TÜRKÜ NİYE SÖYLENİR?

Bu millete aidiyet hisseden biri için “Türkü niye söylenir?” sorusu abesle iştigaldir ve felsefeyle mantıkla anlaşılmaz. Aslında “Türkü niye söylenir?” sözü “neden / niçin” şeklinde bir soru cümlesi değildir milletimizin dil evinde. Bu ifadenin zımnında “nasıl kahramanca ölünür, nasıl en iyi âşık olunur, nasıl en koyu sevdaya düşülür, nasıl en yürekten ağlanıp, yanıp yakılır...” duyguları vardır.

O bakımdan türkü çağırmak, türkü söylemek, türkü yakmak, asırlardır dilimizin ifade kalıpları arasında yaşayıp gelen sözlü kültür değerlerimizdendir.

Bu millet ki, yüreğini hep yanında taşımıştır. Aşka ve Allah’a âşık, Hz. Peygamberine âşıktır. Bezm-i elest’ten beri gönül milletidir bu millet. Gönlünde daima kahramanını, yiğidini, âlimini, irfan ehlini yetiştirir. Tarihten bugüne göçlerle, gazâlarla, kıtlıklarla, gurbetlerle imtihan olmuş, yüreğinde hep memleket aşkı, sevda, hasret, şehitlik, ayrılık yarası vardır. Sevdiğini ölesiye sever. Kötüyü öfkesiyle kınar ve beddua eder.

Bütün bu iç ve dış, maddî ve manevî özelliklere sahip milletimiz, duygularını, düşüncelerini, ıstıraplarını, mâvera kadar sonsuz gurbet duygularını, intizarlarını, öfkelerini, sevinçlerini neyle anlatabilecekti? Bu yüklü meziyetlere dilin ve ifadenin hangi biçimi karşılık verecekti?

Türkü işte bunun için söylenir.

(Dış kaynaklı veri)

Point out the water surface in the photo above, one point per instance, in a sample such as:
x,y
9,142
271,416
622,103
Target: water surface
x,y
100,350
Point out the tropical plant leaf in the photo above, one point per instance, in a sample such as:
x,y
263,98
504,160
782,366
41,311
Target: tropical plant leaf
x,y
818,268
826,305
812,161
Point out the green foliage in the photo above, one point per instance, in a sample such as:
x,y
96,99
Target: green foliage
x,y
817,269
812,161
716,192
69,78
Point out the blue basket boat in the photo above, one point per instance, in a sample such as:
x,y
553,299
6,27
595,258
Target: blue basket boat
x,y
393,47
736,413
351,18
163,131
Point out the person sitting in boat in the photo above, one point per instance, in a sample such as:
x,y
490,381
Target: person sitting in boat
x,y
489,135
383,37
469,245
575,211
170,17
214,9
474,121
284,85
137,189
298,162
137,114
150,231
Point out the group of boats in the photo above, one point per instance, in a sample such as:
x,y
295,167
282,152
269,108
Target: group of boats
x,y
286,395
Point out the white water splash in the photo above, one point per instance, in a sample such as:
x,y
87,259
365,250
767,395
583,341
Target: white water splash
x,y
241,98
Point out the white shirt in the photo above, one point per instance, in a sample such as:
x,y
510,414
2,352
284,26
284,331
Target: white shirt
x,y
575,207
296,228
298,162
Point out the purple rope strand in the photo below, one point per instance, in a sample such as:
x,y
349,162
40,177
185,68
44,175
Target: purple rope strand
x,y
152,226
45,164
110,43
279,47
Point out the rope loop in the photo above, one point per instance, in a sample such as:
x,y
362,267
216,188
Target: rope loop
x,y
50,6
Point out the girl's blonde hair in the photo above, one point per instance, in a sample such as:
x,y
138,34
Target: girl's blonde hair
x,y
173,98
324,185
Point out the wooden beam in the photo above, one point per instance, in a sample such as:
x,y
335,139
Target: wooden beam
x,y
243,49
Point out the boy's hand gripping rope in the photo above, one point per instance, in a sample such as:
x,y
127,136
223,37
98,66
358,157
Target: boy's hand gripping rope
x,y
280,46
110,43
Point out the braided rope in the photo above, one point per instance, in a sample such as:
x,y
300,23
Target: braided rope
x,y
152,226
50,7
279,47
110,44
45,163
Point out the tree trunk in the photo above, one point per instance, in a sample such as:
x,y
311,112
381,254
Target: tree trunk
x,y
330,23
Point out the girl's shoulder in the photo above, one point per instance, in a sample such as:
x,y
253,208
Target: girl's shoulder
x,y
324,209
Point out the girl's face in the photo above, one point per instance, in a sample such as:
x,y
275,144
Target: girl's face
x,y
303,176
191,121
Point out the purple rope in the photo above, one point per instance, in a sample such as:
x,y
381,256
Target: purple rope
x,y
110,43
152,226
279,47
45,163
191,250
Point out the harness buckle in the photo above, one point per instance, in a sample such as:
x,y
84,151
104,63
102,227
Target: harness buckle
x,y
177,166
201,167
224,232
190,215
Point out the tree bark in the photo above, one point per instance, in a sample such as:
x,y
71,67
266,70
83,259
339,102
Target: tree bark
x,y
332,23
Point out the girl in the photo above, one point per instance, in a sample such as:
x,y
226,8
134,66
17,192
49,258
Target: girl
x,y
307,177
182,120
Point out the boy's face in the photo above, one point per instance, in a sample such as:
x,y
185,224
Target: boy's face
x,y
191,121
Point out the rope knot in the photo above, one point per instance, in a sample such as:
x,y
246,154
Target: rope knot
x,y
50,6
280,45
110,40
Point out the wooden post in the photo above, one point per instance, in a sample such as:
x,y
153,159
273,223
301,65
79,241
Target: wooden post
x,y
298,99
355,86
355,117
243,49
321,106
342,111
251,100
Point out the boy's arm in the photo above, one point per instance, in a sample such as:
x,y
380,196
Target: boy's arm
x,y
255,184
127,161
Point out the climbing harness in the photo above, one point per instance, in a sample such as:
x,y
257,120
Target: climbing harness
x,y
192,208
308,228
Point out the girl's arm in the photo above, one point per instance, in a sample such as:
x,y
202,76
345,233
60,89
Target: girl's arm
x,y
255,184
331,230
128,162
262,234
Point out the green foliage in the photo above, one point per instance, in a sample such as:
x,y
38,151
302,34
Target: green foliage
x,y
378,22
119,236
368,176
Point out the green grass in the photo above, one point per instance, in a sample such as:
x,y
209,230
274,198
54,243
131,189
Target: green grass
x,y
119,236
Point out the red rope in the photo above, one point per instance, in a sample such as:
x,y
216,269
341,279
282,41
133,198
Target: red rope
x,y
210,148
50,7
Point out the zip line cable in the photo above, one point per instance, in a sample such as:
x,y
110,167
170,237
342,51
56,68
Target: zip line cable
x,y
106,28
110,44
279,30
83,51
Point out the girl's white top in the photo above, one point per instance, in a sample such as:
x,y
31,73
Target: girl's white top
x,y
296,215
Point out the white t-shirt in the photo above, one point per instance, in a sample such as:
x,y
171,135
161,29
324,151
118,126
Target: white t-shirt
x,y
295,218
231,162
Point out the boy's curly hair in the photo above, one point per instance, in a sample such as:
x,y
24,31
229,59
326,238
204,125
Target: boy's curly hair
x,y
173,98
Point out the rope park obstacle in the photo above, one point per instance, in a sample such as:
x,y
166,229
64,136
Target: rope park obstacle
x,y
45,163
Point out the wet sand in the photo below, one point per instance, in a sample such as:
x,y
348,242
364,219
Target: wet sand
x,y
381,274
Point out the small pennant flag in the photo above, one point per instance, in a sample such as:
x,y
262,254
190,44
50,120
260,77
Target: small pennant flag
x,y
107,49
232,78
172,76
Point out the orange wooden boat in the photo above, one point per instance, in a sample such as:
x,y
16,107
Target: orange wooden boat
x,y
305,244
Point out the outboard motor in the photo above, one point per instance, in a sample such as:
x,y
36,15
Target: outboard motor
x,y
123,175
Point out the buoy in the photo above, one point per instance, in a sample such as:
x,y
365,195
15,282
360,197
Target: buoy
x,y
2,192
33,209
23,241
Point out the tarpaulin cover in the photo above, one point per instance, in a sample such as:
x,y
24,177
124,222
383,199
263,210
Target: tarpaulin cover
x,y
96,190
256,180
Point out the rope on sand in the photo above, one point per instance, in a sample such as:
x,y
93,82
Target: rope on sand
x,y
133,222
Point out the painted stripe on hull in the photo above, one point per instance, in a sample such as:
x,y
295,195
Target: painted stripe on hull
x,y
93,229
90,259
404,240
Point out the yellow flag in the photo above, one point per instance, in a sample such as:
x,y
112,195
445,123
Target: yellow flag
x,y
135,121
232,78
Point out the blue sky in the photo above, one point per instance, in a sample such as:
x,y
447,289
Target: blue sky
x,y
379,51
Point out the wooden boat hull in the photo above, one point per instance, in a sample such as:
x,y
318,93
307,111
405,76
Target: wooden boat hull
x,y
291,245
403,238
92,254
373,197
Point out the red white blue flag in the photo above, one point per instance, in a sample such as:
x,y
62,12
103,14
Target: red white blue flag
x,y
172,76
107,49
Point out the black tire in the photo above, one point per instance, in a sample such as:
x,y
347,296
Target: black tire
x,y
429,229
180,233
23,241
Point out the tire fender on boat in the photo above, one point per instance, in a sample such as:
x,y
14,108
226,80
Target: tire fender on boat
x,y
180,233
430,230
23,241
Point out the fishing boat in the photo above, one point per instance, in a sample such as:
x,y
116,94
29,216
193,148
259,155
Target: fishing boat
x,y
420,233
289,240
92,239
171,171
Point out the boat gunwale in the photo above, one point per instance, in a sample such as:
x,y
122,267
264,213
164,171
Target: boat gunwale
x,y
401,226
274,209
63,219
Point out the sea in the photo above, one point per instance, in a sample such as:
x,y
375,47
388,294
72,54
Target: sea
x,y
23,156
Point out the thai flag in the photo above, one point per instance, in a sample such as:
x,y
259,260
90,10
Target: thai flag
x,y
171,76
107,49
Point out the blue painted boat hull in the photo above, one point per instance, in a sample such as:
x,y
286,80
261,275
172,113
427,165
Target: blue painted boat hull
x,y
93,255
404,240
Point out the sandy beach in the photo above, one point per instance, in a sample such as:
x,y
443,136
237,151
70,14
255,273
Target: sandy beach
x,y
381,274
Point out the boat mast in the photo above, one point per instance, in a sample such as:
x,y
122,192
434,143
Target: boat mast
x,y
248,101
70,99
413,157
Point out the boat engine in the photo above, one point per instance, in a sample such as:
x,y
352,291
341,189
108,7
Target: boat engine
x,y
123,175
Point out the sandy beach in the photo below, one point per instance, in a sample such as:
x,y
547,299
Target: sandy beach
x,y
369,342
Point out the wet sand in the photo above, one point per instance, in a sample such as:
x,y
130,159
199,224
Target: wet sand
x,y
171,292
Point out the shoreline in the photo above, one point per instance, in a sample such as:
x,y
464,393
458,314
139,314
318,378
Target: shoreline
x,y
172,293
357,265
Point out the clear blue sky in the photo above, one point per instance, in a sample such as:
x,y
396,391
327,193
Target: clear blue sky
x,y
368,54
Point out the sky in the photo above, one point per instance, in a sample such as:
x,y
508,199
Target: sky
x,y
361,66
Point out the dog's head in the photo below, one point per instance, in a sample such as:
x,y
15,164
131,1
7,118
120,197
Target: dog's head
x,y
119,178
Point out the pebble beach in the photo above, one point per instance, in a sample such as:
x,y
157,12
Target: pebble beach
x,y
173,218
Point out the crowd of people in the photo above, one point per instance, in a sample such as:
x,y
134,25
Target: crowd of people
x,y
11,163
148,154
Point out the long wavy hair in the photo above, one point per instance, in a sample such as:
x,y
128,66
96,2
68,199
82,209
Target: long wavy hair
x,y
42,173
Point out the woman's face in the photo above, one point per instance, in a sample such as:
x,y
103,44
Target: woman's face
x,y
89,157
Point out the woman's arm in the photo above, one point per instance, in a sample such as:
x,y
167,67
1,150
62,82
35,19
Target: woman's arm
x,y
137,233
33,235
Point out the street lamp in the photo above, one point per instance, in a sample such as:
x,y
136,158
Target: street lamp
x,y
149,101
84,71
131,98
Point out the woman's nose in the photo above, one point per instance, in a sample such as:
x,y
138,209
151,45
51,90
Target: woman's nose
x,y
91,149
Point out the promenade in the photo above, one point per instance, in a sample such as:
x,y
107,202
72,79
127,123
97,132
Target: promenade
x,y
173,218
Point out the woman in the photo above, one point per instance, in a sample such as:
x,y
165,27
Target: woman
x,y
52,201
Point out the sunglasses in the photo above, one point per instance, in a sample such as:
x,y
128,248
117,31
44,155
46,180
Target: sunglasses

Yüreği sürekli fışkıran böyle bir milletin elbette nağmeleri olacaktır. İşte bu nağmenin adı türküdür. Cahit Öztelli’nin ifadesiyle, “halkın iç âlemini yaşatan, beşikten mezara kadar bütün yaşayışını içine alan en dikkate değer edebî mahsuller türkülerdir.”

Türkü, milletimizin dili ve gönlüdür. Âbide şahsiyetlerini ve kahramanlarını, sevdiklerini, gönlünde yaşattıklarını en vecidkâr ve en yanık bir şekilde ancak türküler dile getirebilirdi. Bu böyle bir hakikattir ki Karacaoğlan, Âşık Garip, Dadaloğlu, Dertli, Erzurumlu Emrah, Ruhsatî, Âşık Veysel birer türkü olarak yaşıyor gönlümüzde ve hafızamızda.

EVVEL TÜRKÜ VAR İDİ

Önce türküler vardı milletimizin dil evinde. Sonra diğer mûsiki formları yer almaya başladı: Şarkı, ilahî, tasavvufî mûsiki... İnsanımız, derûnunda ve kalpgâhındaki her meramını türkülerle dile getirdi. Türkü, bir anlatma ve hissetme vasıtasıydı. Mûsiki kültürünün ilk nüvesiydi, yâni Türkçe’nin ezgi hâlinde içtimaîleşmesi ve milletleşmesinin coşkun ırmak gibi akan ilk kaynağıydı.

Dede Korkut diyârında başladık türkü söylemeye. Sonra Anadolu’yu bir baştan bir başka türkülerle donattık. Abdalımızla aksakalımız ve dahi şeyhimizle kılıç ehlimiz feth-i mübin için vardıkları her yere türkü ektiler, türkü biçtiler. Böylece gönül yaptılar, insan inşa ettiler. Türk milleti bin yıl önce Anadolu’yu Türkleştirirken dilinde türküler var idi.

TÜRKÜ BİZİM NEYİMİZ OLUR?

Türkü, ne güzel, ne sıcak bir kelime; insanı yüreğinden fikrine ve sonra fiiline kadar sarar, bir sıtma hastalığı gibi yakar kavurur. Gönüllerin ve Türkçe’nin imbiğinden süzülüp meydana gelir. Bundan dolayıdır ki, anonim halk edebiyatının manzum eserlerinden ve yüreklerde pişerek demlenen şiirlerden bestelenir.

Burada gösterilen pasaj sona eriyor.